Ms Temple Grandin thinks like a cow. She figured this out early on in life, and in her book "Thinking inPictures" explains how an autistic brain perceives ideas. Images, connected to feelings, yield an interpretation of either peace or danger. Because this process bypasses the normal "rational" sustems of a non-autistic brain which uses language-based labels to define events, Ms Grandin is forever re-teaching herself the notion of safety. Like a cow (or a pig, or a horse...) Ms Grandin is extremely challenged by an "un-natural" environment and its ubiquitous stimuli on the senses.
Taken out of her comfort zone, Ms Grandin will feel un-settled, anxious and jumpy. Her stress level goes up and if she were indeed a cow, her flesh would become unfit for consumption. PSE (pale, soft and exudative flesh) and DFD (dark, firm and dry flesh) meat can taint up to 50% of the harvest, making life difficult for the cattle rancher.
And so they have come to Dr Grandin, who teaches at the University of Colorado, to learn how to handle a cow with decency.

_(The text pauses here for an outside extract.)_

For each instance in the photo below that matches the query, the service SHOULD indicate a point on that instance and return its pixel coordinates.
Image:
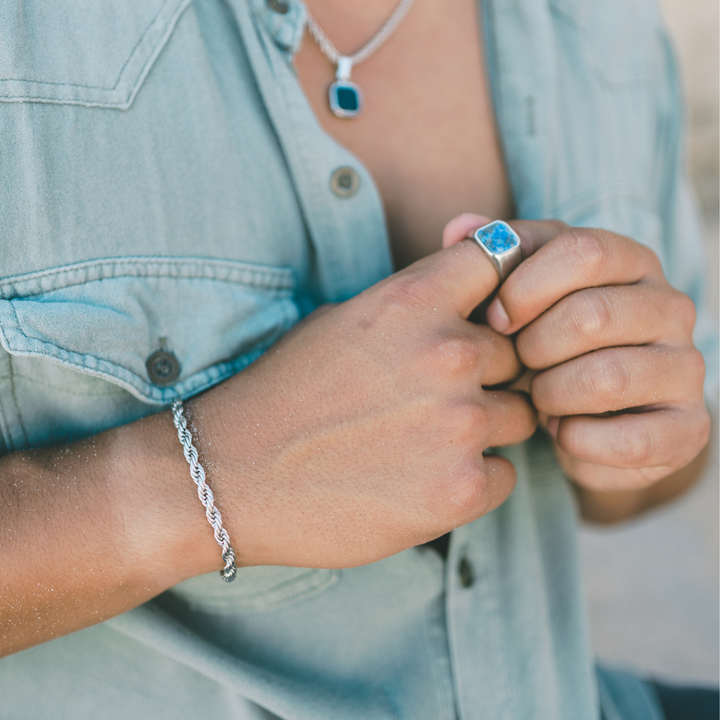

To get an idea of what the lesson is, go to Dr Temple Grandin's web site. You might see there advice that would befit any human indeed. Substitute a few words, and the recipe for a stress-free living environment would go something like this:
No loud noises, use gentle movements around each other, keep surroundings clean and garabage free. Don't hit. Don't overcrowd. Don't put up with sharp protruding objects or things that look like they are. Level the floor, make the way smooth, factor in a flow that is kind to the body and facilitate gentle transitions from one state of mind to the next. Harmonize colors and eliminate openings that yield sights of unrest and chaos. Darkness disolving into light is good, the opposite, cause for concern.
An aerial photograph of a stress-free path to the slaughterhouse shows a sinew walled passage that seems to undulate like a wave. We are reminded of life's twists and turns. We imagine the placid cow walking into a sunset, not minding one bit what truth there is on the other side, being completely satisfied with the Here and the Now.
Oh, that we could ever know such contentment each and every one of our living days.